Annan welcomes report calling on nations to develop science and technology strategy

5 February 2004 – A new report launched today at United Nations Headquarters in New York calls on all nations to develop a science and technology strategy to give policymakers ready access to this expertise in order to take effective action against worldwide ills.

The report, "Inventing a Better Future: A Strategy for Building Worldwide Capacities in Science and Technology," was produced by the InterAcademy Council (IAC) - a new organization created by 90 of the world's science academies to provide expert knowledge to international bodies such as the United Nations.

UN Secretary-General Kofi Annan welcomed the study, which he said complemented UN efforts to mobilize the best scientific minds and to put their expert knowledge and advice at the service of the world's peoples as they work to reach the Millennium Development Goals (MDGs).
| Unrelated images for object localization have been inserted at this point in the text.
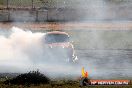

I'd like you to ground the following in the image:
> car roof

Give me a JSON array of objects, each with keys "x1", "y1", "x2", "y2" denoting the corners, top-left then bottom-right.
[{"x1": 46, "y1": 31, "x2": 69, "y2": 36}]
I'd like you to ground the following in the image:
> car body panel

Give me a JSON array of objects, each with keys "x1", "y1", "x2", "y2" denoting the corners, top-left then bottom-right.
[{"x1": 43, "y1": 31, "x2": 78, "y2": 63}]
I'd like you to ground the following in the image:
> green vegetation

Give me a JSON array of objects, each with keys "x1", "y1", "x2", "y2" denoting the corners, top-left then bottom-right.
[
  {"x1": 4, "y1": 71, "x2": 50, "y2": 85},
  {"x1": 0, "y1": 71, "x2": 132, "y2": 88},
  {"x1": 0, "y1": 80, "x2": 132, "y2": 88},
  {"x1": 0, "y1": 0, "x2": 3, "y2": 5}
]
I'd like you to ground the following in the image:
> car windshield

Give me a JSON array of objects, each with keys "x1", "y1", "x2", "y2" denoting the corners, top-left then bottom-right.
[{"x1": 45, "y1": 33, "x2": 69, "y2": 44}]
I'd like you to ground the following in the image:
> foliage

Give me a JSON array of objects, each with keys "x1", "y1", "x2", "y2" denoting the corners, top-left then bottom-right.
[
  {"x1": 4, "y1": 70, "x2": 50, "y2": 85},
  {"x1": 0, "y1": 0, "x2": 4, "y2": 5}
]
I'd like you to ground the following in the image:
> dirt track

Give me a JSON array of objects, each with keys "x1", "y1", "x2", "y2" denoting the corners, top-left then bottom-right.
[{"x1": 1, "y1": 22, "x2": 132, "y2": 30}]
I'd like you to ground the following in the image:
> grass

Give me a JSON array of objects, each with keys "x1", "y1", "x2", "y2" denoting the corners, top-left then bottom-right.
[
  {"x1": 0, "y1": 80, "x2": 132, "y2": 88},
  {"x1": 0, "y1": 71, "x2": 132, "y2": 88}
]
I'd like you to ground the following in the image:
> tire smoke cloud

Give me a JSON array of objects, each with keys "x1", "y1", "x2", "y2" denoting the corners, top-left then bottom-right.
[{"x1": 0, "y1": 27, "x2": 81, "y2": 79}]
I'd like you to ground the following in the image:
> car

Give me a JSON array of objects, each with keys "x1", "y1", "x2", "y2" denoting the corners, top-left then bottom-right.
[{"x1": 43, "y1": 31, "x2": 78, "y2": 63}]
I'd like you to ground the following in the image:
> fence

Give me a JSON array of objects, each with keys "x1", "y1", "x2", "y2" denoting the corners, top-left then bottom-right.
[
  {"x1": 0, "y1": 0, "x2": 51, "y2": 9},
  {"x1": 0, "y1": 0, "x2": 75, "y2": 9},
  {"x1": 0, "y1": 0, "x2": 132, "y2": 22},
  {"x1": 0, "y1": 0, "x2": 75, "y2": 22}
]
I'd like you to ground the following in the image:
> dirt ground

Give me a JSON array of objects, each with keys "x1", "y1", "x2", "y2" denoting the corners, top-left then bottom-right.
[{"x1": 1, "y1": 22, "x2": 132, "y2": 30}]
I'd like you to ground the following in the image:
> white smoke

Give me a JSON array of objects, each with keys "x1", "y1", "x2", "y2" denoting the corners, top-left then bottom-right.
[
  {"x1": 0, "y1": 27, "x2": 43, "y2": 72},
  {"x1": 0, "y1": 26, "x2": 82, "y2": 78},
  {"x1": 0, "y1": 26, "x2": 132, "y2": 79}
]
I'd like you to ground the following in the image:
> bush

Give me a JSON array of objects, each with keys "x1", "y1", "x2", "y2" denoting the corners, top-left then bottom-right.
[{"x1": 4, "y1": 70, "x2": 50, "y2": 85}]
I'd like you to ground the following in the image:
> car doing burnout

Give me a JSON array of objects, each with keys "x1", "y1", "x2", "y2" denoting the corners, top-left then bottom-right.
[{"x1": 43, "y1": 31, "x2": 78, "y2": 63}]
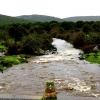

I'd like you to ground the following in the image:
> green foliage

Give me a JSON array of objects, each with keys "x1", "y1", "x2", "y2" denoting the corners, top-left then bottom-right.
[
  {"x1": 3, "y1": 55, "x2": 26, "y2": 64},
  {"x1": 22, "y1": 34, "x2": 54, "y2": 55},
  {"x1": 82, "y1": 23, "x2": 91, "y2": 34},
  {"x1": 69, "y1": 32, "x2": 84, "y2": 48},
  {"x1": 93, "y1": 21, "x2": 100, "y2": 32},
  {"x1": 61, "y1": 21, "x2": 75, "y2": 31},
  {"x1": 1, "y1": 17, "x2": 100, "y2": 66},
  {"x1": 29, "y1": 25, "x2": 45, "y2": 34},
  {"x1": 8, "y1": 24, "x2": 28, "y2": 42},
  {"x1": 22, "y1": 34, "x2": 43, "y2": 54},
  {"x1": 7, "y1": 42, "x2": 22, "y2": 55},
  {"x1": 83, "y1": 34, "x2": 94, "y2": 45},
  {"x1": 42, "y1": 22, "x2": 50, "y2": 32},
  {"x1": 0, "y1": 54, "x2": 28, "y2": 72},
  {"x1": 75, "y1": 21, "x2": 83, "y2": 28},
  {"x1": 4, "y1": 39, "x2": 15, "y2": 47},
  {"x1": 83, "y1": 52, "x2": 100, "y2": 64},
  {"x1": 89, "y1": 32, "x2": 100, "y2": 44},
  {"x1": 0, "y1": 45, "x2": 7, "y2": 52},
  {"x1": 0, "y1": 30, "x2": 9, "y2": 40}
]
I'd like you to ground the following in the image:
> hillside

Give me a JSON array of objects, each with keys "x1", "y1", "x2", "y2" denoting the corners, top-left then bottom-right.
[
  {"x1": 64, "y1": 16, "x2": 100, "y2": 22},
  {"x1": 17, "y1": 14, "x2": 64, "y2": 22},
  {"x1": 0, "y1": 14, "x2": 32, "y2": 25},
  {"x1": 17, "y1": 15, "x2": 100, "y2": 22},
  {"x1": 1, "y1": 14, "x2": 100, "y2": 25}
]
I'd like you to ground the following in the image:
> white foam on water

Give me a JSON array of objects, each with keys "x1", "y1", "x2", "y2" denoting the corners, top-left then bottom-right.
[{"x1": 32, "y1": 38, "x2": 82, "y2": 63}]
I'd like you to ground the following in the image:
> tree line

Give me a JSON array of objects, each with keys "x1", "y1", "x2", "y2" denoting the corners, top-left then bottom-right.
[{"x1": 0, "y1": 20, "x2": 100, "y2": 55}]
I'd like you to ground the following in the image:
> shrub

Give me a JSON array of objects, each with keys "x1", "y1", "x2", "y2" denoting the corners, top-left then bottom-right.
[
  {"x1": 69, "y1": 32, "x2": 84, "y2": 48},
  {"x1": 7, "y1": 43, "x2": 22, "y2": 55},
  {"x1": 22, "y1": 34, "x2": 41, "y2": 54},
  {"x1": 82, "y1": 45, "x2": 94, "y2": 53}
]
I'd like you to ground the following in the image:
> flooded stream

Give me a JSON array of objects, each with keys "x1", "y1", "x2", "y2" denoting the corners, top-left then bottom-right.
[{"x1": 0, "y1": 38, "x2": 100, "y2": 98}]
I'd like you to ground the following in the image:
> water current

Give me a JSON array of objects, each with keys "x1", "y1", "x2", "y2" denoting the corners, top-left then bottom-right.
[{"x1": 0, "y1": 38, "x2": 100, "y2": 98}]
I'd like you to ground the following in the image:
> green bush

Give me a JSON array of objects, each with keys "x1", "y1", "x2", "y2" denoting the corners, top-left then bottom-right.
[
  {"x1": 22, "y1": 34, "x2": 42, "y2": 54},
  {"x1": 7, "y1": 43, "x2": 22, "y2": 55}
]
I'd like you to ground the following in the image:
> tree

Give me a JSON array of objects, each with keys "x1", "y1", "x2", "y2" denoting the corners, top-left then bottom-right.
[
  {"x1": 82, "y1": 24, "x2": 91, "y2": 34},
  {"x1": 75, "y1": 21, "x2": 83, "y2": 28},
  {"x1": 8, "y1": 24, "x2": 28, "y2": 42},
  {"x1": 61, "y1": 21, "x2": 75, "y2": 31},
  {"x1": 93, "y1": 21, "x2": 100, "y2": 32}
]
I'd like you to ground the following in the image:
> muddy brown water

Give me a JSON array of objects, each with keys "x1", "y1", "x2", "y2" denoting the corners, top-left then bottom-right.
[{"x1": 0, "y1": 38, "x2": 100, "y2": 99}]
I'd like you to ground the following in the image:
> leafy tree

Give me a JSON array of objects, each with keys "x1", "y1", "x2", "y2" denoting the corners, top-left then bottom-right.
[
  {"x1": 90, "y1": 32, "x2": 100, "y2": 44},
  {"x1": 82, "y1": 24, "x2": 91, "y2": 34},
  {"x1": 61, "y1": 21, "x2": 75, "y2": 31},
  {"x1": 49, "y1": 23, "x2": 58, "y2": 29},
  {"x1": 42, "y1": 22, "x2": 50, "y2": 32},
  {"x1": 75, "y1": 21, "x2": 83, "y2": 28},
  {"x1": 71, "y1": 32, "x2": 84, "y2": 48},
  {"x1": 21, "y1": 22, "x2": 33, "y2": 29},
  {"x1": 22, "y1": 34, "x2": 44, "y2": 54},
  {"x1": 49, "y1": 20, "x2": 58, "y2": 24},
  {"x1": 0, "y1": 30, "x2": 9, "y2": 40},
  {"x1": 83, "y1": 35, "x2": 94, "y2": 45},
  {"x1": 93, "y1": 21, "x2": 100, "y2": 32},
  {"x1": 8, "y1": 24, "x2": 28, "y2": 42},
  {"x1": 29, "y1": 25, "x2": 45, "y2": 34}
]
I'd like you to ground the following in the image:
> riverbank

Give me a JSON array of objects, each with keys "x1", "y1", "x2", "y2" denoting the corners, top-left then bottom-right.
[
  {"x1": 83, "y1": 52, "x2": 100, "y2": 64},
  {"x1": 0, "y1": 54, "x2": 30, "y2": 72}
]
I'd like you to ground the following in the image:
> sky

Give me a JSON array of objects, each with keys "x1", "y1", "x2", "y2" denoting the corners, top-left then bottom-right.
[{"x1": 0, "y1": 0, "x2": 100, "y2": 18}]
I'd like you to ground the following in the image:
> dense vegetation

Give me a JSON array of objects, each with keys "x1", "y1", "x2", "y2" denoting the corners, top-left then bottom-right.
[{"x1": 1, "y1": 18, "x2": 100, "y2": 72}]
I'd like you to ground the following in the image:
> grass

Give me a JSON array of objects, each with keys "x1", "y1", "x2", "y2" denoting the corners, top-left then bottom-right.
[
  {"x1": 3, "y1": 55, "x2": 25, "y2": 64},
  {"x1": 0, "y1": 54, "x2": 30, "y2": 72},
  {"x1": 83, "y1": 52, "x2": 100, "y2": 64},
  {"x1": 0, "y1": 45, "x2": 7, "y2": 52}
]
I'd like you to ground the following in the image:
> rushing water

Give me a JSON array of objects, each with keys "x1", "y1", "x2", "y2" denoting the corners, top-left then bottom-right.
[{"x1": 0, "y1": 38, "x2": 100, "y2": 98}]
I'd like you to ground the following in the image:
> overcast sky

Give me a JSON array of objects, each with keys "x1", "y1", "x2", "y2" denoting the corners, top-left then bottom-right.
[{"x1": 0, "y1": 0, "x2": 100, "y2": 18}]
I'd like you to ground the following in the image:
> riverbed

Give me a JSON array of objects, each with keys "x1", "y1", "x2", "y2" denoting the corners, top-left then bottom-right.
[{"x1": 0, "y1": 38, "x2": 100, "y2": 98}]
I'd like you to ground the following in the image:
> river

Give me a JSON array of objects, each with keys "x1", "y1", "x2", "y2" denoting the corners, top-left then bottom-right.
[{"x1": 0, "y1": 38, "x2": 100, "y2": 99}]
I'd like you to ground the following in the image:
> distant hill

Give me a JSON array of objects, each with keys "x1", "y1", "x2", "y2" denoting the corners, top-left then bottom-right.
[
  {"x1": 1, "y1": 14, "x2": 100, "y2": 25},
  {"x1": 64, "y1": 16, "x2": 100, "y2": 22},
  {"x1": 17, "y1": 15, "x2": 100, "y2": 22},
  {"x1": 17, "y1": 14, "x2": 64, "y2": 22},
  {"x1": 0, "y1": 14, "x2": 32, "y2": 25}
]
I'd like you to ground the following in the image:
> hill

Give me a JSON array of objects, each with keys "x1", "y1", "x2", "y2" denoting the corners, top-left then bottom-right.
[
  {"x1": 0, "y1": 14, "x2": 32, "y2": 25},
  {"x1": 1, "y1": 14, "x2": 100, "y2": 25},
  {"x1": 64, "y1": 16, "x2": 100, "y2": 22},
  {"x1": 17, "y1": 15, "x2": 100, "y2": 22},
  {"x1": 17, "y1": 14, "x2": 64, "y2": 22}
]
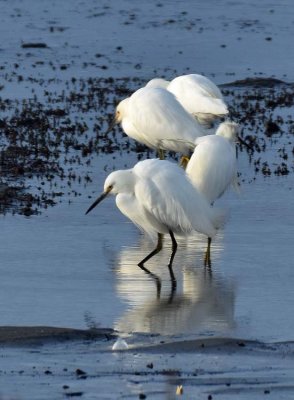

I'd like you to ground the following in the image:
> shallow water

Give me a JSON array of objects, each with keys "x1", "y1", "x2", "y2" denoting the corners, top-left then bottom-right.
[
  {"x1": 1, "y1": 165, "x2": 293, "y2": 343},
  {"x1": 1, "y1": 0, "x2": 294, "y2": 83}
]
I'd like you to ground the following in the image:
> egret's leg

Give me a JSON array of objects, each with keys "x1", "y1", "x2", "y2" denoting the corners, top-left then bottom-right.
[
  {"x1": 157, "y1": 149, "x2": 165, "y2": 160},
  {"x1": 179, "y1": 155, "x2": 190, "y2": 169},
  {"x1": 204, "y1": 237, "x2": 212, "y2": 268},
  {"x1": 158, "y1": 232, "x2": 164, "y2": 242},
  {"x1": 138, "y1": 233, "x2": 163, "y2": 267},
  {"x1": 168, "y1": 230, "x2": 177, "y2": 288}
]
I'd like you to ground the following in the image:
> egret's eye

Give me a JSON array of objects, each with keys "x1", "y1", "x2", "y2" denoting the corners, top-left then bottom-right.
[{"x1": 107, "y1": 184, "x2": 113, "y2": 191}]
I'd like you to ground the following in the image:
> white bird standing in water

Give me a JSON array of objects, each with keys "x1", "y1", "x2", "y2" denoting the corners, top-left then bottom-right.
[
  {"x1": 86, "y1": 159, "x2": 226, "y2": 273},
  {"x1": 186, "y1": 121, "x2": 239, "y2": 204},
  {"x1": 107, "y1": 86, "x2": 206, "y2": 156},
  {"x1": 146, "y1": 74, "x2": 229, "y2": 127}
]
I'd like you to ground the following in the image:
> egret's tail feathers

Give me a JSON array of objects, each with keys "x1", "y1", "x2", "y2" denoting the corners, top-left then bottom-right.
[{"x1": 210, "y1": 206, "x2": 229, "y2": 230}]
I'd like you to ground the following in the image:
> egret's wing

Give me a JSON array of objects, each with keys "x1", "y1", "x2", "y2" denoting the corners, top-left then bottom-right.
[
  {"x1": 169, "y1": 74, "x2": 223, "y2": 99},
  {"x1": 128, "y1": 87, "x2": 204, "y2": 152},
  {"x1": 134, "y1": 159, "x2": 218, "y2": 238},
  {"x1": 121, "y1": 118, "x2": 149, "y2": 145},
  {"x1": 186, "y1": 136, "x2": 236, "y2": 203},
  {"x1": 187, "y1": 74, "x2": 224, "y2": 99},
  {"x1": 168, "y1": 75, "x2": 228, "y2": 116},
  {"x1": 116, "y1": 193, "x2": 158, "y2": 241}
]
The Goals are eight time-bound and measurable commitments that range from halving extreme poverty to halting the spread of HIV/AIDS and providing universal primary education - all by 2015.

"Reaching the Goals requires us to tap into human creativity, resourcefulness and innovation to the fullest extent possible," he said in opening remarks at the report's launch. "That is where science and technology come in."

The report proposes new initiatives to strengthen national scientific capabilities worldwide, and to foster opportunities for cooperation among the world's scientific and technological communities. "We must do all we can to translate the report's recommendations into actions," said Mr. Annan.

He also expressed hope that the Council and the wider world scientific community will build further on this foundation, in partnership with the UN and its agencies, other international and regional organizations, and the world's governments.

"That is how the potential of science and technology can be realized in the struggle to improve the human condition," he concluded.

The IAC is headquartered at the Royal Netherlands Academy of Arts and Sciences in Amsterdam. Formed in 2000, its governing board is composed of the presidents of 15 national academies of science and equivalent organizations - representing Brazil, China, France, Germany, India, Israel, Japan, Malaysia, Mexico, the Russian Federation, South Africa, Sweden, the United Kingdom and the United States, as well as the Third World Academy of Sciences.